I often note the hypocrisies, twisted language and outright lies that are foisted on Wisconsin taxpayers.
* Like the claim that Foxconn with massive public subsidies is creating a manufacturing "ecosystem" - while bulldozing, paving over and polluting an authentic, two-state ecosystem which includes streams, wetlands and prime agricultural land.
* Or the notion propagandized through amber-waves-of-grain word-smithing that hunters "harvest" wolves - while those particular 'hunters' in fact released truckloads of dogs that chased and snared wolves in leg traps which then got kill-shots in the head - pregnant females among them:
“These animals were killed using packs of dogs, snares and leg-hold traps,” Kitty Block, chief executive of the Humane Society of the United States, said on Tuesday. “It was a race to kill these animals in the most cruel ways.”
* Or the bragging by GOP Assembly Robin Vos about his about statewide "clean water task force" -
- while he actually let his caucus strip away funding to replace hazardous lead drinking-water pipes in Milwaukee.
And obstructed actions intended to battle harmful, industrial 'forever chemicals' from getting into state waterways.

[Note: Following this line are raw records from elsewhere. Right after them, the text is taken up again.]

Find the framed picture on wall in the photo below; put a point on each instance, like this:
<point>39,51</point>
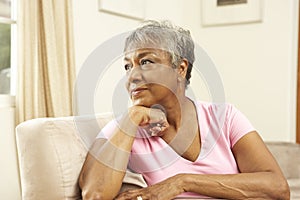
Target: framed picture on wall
<point>226,12</point>
<point>134,9</point>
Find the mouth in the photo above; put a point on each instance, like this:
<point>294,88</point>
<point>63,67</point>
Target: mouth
<point>137,91</point>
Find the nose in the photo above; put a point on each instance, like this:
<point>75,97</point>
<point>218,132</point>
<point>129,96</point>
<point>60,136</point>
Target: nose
<point>134,76</point>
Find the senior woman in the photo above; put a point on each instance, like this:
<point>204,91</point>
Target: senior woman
<point>183,148</point>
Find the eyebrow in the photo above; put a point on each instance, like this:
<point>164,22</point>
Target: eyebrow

Plus, he supported the expansion of already under-regulated industrial scale animal feeding operations though it has been shown time and again that such operations regularly leave feces and toxic nitrate deposits in rural Wisconsin residential wells.
But I want to give Vos and his party credit for some welcome budgeting and policy transparency when they cut state funding for transit operations by a flat 50% in just two cities - Madison and Milwaukee which are controlled by Democrats - while exempting other municipalities from that meat-axe approach.

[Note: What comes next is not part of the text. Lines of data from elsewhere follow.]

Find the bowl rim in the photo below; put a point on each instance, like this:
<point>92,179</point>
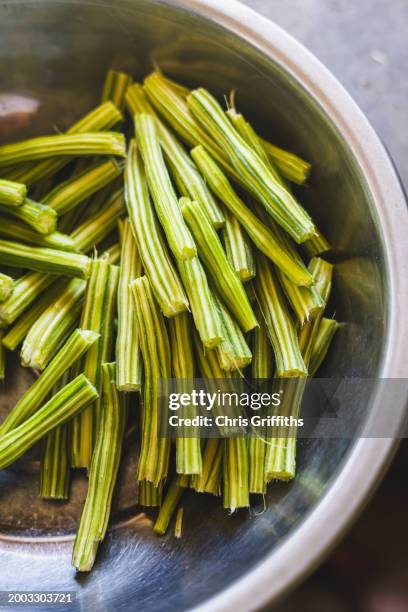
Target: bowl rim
<point>369,458</point>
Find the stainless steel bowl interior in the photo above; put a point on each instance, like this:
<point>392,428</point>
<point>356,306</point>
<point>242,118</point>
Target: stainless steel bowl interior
<point>57,53</point>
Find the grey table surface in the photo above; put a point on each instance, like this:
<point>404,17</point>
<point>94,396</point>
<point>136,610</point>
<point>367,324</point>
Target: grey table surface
<point>365,45</point>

Even though without Milwaukee and Madison's contributions to the state budget, the rest of Wisconsin goes into public service meltdown.
That's called shouting the normally quiet parts about dividing-and-conquering despite equal protection over a stadium-quality microphone.
While at the same time mandating the state spend one billion dollars to widen a three-mile stretch of interstate highway which borders several heavily minority city neighborhoods as it connects westward to higher income and whiter Waukesha County suburbs.
Vos's refreshingly transparent budgeting also:
*Clarifiies core Republican antipathy towards big cities, and to the lower-income or people of color who live there - as Walker made clear while campaigning in Waukesha County while Governor:
"'People do not Wisconsin to "become another Milwaukee," Walker said.'"
* Further amplifies the fundamental Republican practice in Wisconsin that uses law and taxpayer dollars to isolate lower-income or minority workers - as Walker did with the Federally-funded Zoo Interchange project - and keep them disconnected from housing, recreation, schools and jobs in the suburbs.
* And cleared away some of the fiction that Wisconsin has a "Department of Transportation" - a label which deceptively suggests the agency is a provider of a broad array of programs that approaches "transportation" with user equivalency - when Wisconsin basically has a State Highway Department which principally serves a politically-connected politicians-and-road-builders' complex that secondarily handles some pesky bus, rail, bicycle and pedestrian programs which the Legislature generally starves.
A mutually-beneficial political-and-business system which occasionally has some Democrats' participation, as I have noted.
But as I wrote in 2014, if it were all up to Vos, transit in Wisconsin would have already been removed from the Department of Transportation budget, and placed in the state's general budget from which Republicans regularly excise people programs while regularly using it as a favor bank for businesses and upper-income tax filers, as recently as last week:
The Assembly late Tuesday passed the $87.5 billion Republican-authored 2021-23 biennial budget, which cuts taxes largely on businesses and the wealthy more than $3 billion, lifts a UW tuition freeze and rejects many of Democratic Gov. Tony Evers’ top priorities.
And a budgeting process where transit would have waged a losing, fixed fight alongside countless other tax-supported programs which Vos and company regularly diss and strangle - because those programs are "social" in nature:
Robin Vos, the GOP WI Assembly Speaker, thinks transit funding should be removed from the transportation fund:
Assembly Speaker Robin Vos has pushed for public transit to be funded through the state’s general budget instead of the DOT, saying he considers transit a social program....
This is part of the GOP plan to define "transportation" as roads and highways - - facilitated with the just-approved state constitution highway lobby dream amendment to dedicate gasoline tax revenue to their version of transportation.
And were the GOP-led Legislature were to fund something "social," like clean water or transit or expanded Medicaid, Republicans told us last year what comes next:
Wisconsin Republicans Warn Of Anarchy, Socialism At Annual State Convention
Vos and Friends have given us some rare truthiness, so be social, and pass it on because the 2022 elections will be here before you know it.